Timeseries DataMap is a pre-aggregate table implementation based on ‘pre-aggregate’ DataMap. Difference is that Timeseries DataMap has built-in understanding of time hierarchy and levels: year, month, day, hour, minute, so that it supports automatic roll-up in time dimension for query.
CAUTION: Current version of CarbonData does not support roll-up.It will be implemented in future versions.
The data loading, querying, compaction command and its behavior is the same as preaggregate DataMap.

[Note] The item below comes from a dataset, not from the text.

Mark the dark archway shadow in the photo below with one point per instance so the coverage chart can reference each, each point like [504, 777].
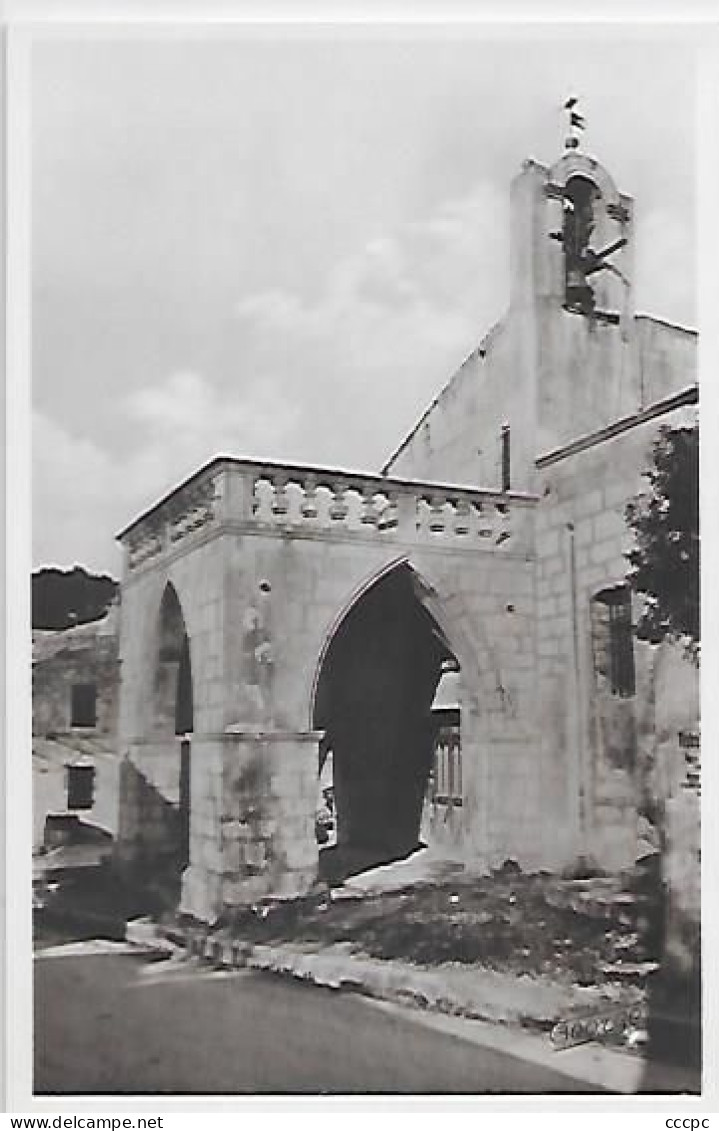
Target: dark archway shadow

Please refer to Pre-aggregate DataMap for more information.
To use this datamap, user can create multiple timeseries datamap on the main table which has a event_time column, one datamap for one time granularity.
For example, below statement effectively create multiple pre-aggregate tables on main table called timeseries
CREATE DATAMAP agg_year ON TABLE sales USING "timeseries" DMPROPERTIES ( 'event_time'='order_time', 'year_granularity'='1', ) AS SELECT order_time, country, sex, sum(quantity), max(quantity), count(user_id), sum(price), avg(price) FROM sales GROUP BY order_time, country, sex CREATE DATAMAP agg_month ON TABLE sales USING "timeseries" DMPROPERTIES ( 'event_time'='order_time', 'month_granularity'='1', ) AS SELECT order_time, country, sex, sum(quantity), max(quantity), count(user_id), sum(price), avg(price) FROM sales GROUP BY order_time, country, sex CREATE DATAMAP agg_day ON TABLE sales USING "timeseries" DMPROPERTIES ( 'event_time'='order_time', 'day_granularity'='1', ) AS SELECT order_time, country, sex, sum(quantity), max(quantity), count(user_id), sum(price), avg(price) FROM sales GROUP BY order_time, country, sex CREATE DATAMAP agg_sales_hour ON TABLE sales USING "timeseries" DMPROPERTIES ( 'event_time'='order_time', 'hour_granularity'='1', ) AS SELECT order_time, country, sex, sum(quantity), max(quantity), count(user_id), sum(price), avg(price) FROM sales GROUP BY order_time, country, sex CREATE DATAMAP agg_minute ON TABLE sales USING "timeseries" DMPROPERTIES ( 'event_time'='order_time', 'minute_granularity'='1', ) AS SELECT order_time, country, sex, sum(quantity), max(quantity), count(user_id), sum(price), avg(price) FROM sales GROUP BY order_time, country, sex
For querying timeseries data, Carbondata has builtin support for following time related UDF
timeseries(timeseries column name, 'aggregation level')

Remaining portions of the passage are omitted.